Le cycle de l'azote agricole

 

Efficience d’utilisation de l’Azote

Utiliser les éléments nutritifs de la manière la plus efficace possible est une nécessité pour l’agriculture du monde entier. Or, pour ce qui est de l’Azote, seuls environ 40 % des quantités épandues sont, à l’heure actuelle, effectivement absorbées par les plantes. Un tel niveau de pertes en éléments nutritifs nuit non seulement à l’environnement, mais diminue également la rentabilité de la culture. À cela s’ajoutent des dispositions réglementaires relatives à l’utilisation des fertilisants et demandant une utilisation plus efficace de l’Azote et des autres éléments nutritifs.

Une fertilisation équilibrée de tous les éléments minéraux participe grandement à l’efficience des pratiques. Le Potassium et le Magnésium, en particulier, assurent une bonne absorption et une utilisation optimale de l’Azote par la plante.

 

L’Azote dans la plante

Les plantes ont besoin d’une quantité d’Azote relativement élevée pour leur croissance et leur développement.

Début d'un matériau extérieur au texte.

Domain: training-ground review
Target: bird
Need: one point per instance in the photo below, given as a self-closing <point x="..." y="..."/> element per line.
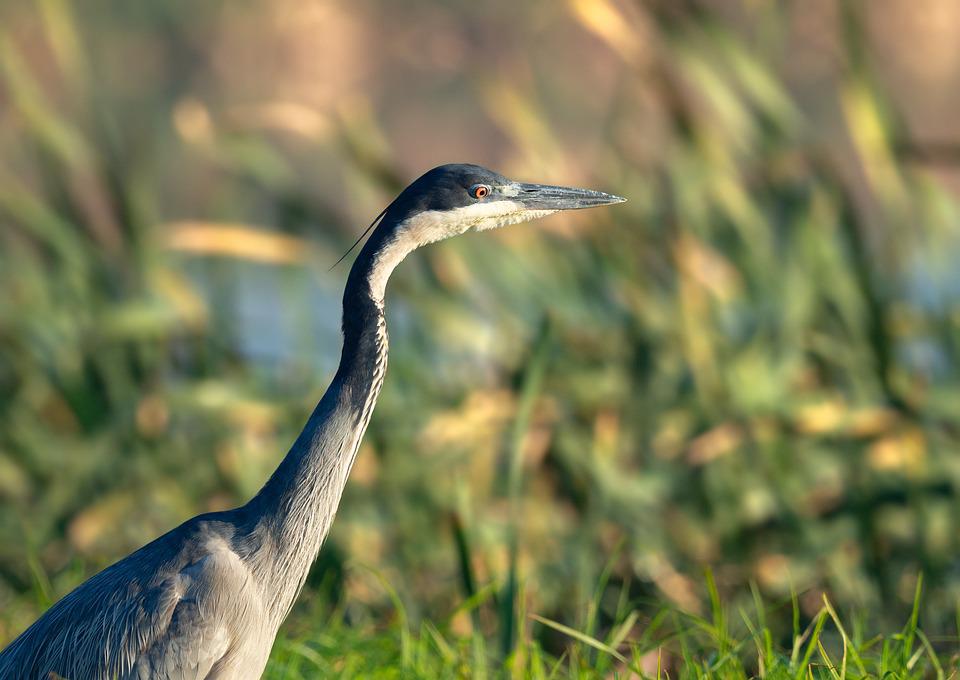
<point x="206" y="600"/>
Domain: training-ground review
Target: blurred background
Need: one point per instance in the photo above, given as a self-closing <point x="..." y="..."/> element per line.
<point x="748" y="370"/>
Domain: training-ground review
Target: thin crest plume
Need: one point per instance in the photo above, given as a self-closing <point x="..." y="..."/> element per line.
<point x="366" y="231"/>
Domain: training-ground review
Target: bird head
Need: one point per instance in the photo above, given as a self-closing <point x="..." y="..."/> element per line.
<point x="450" y="200"/>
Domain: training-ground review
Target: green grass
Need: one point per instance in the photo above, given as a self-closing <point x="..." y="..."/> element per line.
<point x="726" y="643"/>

Rôle de l’Azote pour la plante

  • L’Azote est un composant des acides aminés à partir desquels se forment les protéines. Une fertilisation azotée adaptée aux besoins des plantes permet donc d’obtenir des récoltes à teneur élevée en protéines ;
  • L’Azote est également un élément de la chlorophylle, ce qui le rend essentiel au processus de photosynthèse.
  • Il est en outre un composant de certaines enzymes dont la tâche au sein du métabolisme des plantes est importante.
  • Même les acides nucléiques (ADN, ARN) en contiennent.

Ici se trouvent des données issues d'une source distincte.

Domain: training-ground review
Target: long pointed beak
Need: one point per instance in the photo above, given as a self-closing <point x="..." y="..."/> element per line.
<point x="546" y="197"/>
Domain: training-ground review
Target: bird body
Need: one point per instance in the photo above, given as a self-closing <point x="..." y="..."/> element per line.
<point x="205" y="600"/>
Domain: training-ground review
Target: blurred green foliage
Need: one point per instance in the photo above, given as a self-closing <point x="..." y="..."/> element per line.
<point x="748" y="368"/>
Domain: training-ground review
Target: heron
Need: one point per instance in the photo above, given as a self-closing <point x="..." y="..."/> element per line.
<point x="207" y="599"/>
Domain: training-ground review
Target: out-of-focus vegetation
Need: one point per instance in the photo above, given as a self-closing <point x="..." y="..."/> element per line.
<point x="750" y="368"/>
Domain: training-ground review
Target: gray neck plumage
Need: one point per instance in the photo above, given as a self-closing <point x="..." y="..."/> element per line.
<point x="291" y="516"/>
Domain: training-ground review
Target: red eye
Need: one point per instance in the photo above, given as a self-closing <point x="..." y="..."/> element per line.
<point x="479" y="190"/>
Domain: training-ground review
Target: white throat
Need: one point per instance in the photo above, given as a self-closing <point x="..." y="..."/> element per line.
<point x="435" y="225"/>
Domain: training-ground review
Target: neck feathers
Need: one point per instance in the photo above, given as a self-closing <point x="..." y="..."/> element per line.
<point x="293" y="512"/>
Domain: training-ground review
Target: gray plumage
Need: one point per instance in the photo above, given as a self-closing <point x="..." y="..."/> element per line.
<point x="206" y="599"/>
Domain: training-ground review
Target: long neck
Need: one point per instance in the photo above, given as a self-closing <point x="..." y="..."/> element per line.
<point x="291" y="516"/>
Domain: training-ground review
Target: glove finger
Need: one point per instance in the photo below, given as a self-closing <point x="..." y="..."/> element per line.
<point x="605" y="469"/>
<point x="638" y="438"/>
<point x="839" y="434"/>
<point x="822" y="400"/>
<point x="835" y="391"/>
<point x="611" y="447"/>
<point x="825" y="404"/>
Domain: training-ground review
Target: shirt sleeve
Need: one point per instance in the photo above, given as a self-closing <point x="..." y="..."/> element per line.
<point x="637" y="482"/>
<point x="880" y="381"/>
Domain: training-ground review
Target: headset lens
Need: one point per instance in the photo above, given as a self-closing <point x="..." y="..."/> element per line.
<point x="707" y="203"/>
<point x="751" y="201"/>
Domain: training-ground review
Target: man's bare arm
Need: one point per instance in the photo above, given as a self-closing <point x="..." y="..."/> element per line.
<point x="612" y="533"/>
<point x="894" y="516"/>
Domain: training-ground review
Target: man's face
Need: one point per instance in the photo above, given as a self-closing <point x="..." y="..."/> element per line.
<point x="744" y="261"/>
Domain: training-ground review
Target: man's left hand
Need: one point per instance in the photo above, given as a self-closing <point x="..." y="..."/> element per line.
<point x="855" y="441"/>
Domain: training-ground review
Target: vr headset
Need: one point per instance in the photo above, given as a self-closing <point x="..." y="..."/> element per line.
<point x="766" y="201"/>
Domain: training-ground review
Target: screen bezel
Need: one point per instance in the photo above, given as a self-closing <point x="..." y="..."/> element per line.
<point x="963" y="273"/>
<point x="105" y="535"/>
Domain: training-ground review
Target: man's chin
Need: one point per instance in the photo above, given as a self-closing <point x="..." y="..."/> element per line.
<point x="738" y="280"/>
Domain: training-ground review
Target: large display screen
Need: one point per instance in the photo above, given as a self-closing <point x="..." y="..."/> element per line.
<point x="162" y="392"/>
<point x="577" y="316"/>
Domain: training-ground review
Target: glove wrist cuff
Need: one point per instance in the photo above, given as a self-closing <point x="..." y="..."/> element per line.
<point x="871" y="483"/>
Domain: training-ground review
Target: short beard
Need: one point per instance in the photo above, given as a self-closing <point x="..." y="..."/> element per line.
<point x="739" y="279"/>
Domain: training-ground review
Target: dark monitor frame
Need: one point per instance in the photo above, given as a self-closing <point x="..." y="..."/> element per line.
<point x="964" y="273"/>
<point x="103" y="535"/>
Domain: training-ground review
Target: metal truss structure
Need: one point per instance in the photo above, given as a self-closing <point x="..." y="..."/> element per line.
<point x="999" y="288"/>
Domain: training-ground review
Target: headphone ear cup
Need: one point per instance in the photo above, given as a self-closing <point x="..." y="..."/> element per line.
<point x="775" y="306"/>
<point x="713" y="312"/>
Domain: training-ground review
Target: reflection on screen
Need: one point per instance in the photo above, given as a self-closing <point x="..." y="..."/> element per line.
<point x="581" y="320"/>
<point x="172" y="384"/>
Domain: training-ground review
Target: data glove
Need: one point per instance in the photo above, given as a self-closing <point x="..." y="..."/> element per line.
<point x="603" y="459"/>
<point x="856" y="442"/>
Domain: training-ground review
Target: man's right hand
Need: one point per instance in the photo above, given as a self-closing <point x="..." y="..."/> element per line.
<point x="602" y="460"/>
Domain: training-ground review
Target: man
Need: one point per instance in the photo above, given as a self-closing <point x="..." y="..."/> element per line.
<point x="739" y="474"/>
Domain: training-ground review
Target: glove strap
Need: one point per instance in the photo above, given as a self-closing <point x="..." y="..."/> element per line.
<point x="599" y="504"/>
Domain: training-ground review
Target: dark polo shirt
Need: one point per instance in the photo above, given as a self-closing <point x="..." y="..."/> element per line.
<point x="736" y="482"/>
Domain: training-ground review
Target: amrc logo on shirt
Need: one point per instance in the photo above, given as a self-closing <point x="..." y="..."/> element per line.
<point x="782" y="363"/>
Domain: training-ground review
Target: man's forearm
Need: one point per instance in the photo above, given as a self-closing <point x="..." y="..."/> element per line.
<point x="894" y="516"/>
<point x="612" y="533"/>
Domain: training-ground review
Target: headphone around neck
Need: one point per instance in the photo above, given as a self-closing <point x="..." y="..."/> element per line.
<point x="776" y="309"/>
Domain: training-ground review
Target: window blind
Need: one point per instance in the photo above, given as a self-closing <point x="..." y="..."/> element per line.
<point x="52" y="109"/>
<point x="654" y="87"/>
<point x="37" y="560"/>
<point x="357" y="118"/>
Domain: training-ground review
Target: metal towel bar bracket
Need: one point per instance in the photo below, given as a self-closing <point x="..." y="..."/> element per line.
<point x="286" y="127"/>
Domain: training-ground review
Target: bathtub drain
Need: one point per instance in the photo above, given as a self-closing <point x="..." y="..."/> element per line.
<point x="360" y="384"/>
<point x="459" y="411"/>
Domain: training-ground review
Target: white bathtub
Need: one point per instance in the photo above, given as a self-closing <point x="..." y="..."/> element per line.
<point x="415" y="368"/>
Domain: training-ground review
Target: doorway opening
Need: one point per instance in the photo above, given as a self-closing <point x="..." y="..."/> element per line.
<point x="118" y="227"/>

Symptômes de carence en Azote

La carence en Azote est favorisée dans les sols sablonneux, pauvres en humus ou acides (sensibles aux phénomènes de lixiviation), durant ou après de fortes précipitations hivernales. Le cas de sols fortement pourvu en Matières Organiques à rapport C/N élevé (phénomène de réorganisation) peut également entrainer des phénomènes de carence.

  • Lorsque cela se produit, les plantes présentent un retard de croissance (nanisme).
  • Les feuilles se décolorent et deviennent plus claires, voire jaunissent.
  • Une chlorose apparaît, visible d’abord sur les feuilles plus anciennes, car l’Azote se déplace à l’intérieur de la plante et est transporté vers les organes de croissance. Ce symptôme permet de la différencier d’une carence en Soufre, dans laquelle la chlorose survient en premier lieu sur les feuilles plus jeunes.
  • La chlorose se déclare à l’extrémité des feuilles, souvent le long de la nervure.
  • Une carence en Azote se traduit chez les plantes par une raideur caractéristique. En effet, les feuilles atteintes sont bien droites et restent collées à la tige, elle-même rigide. En revanche, dans le cas d’une carence en Phosphore, l’extrémité des feuilles se recourbe légèrement.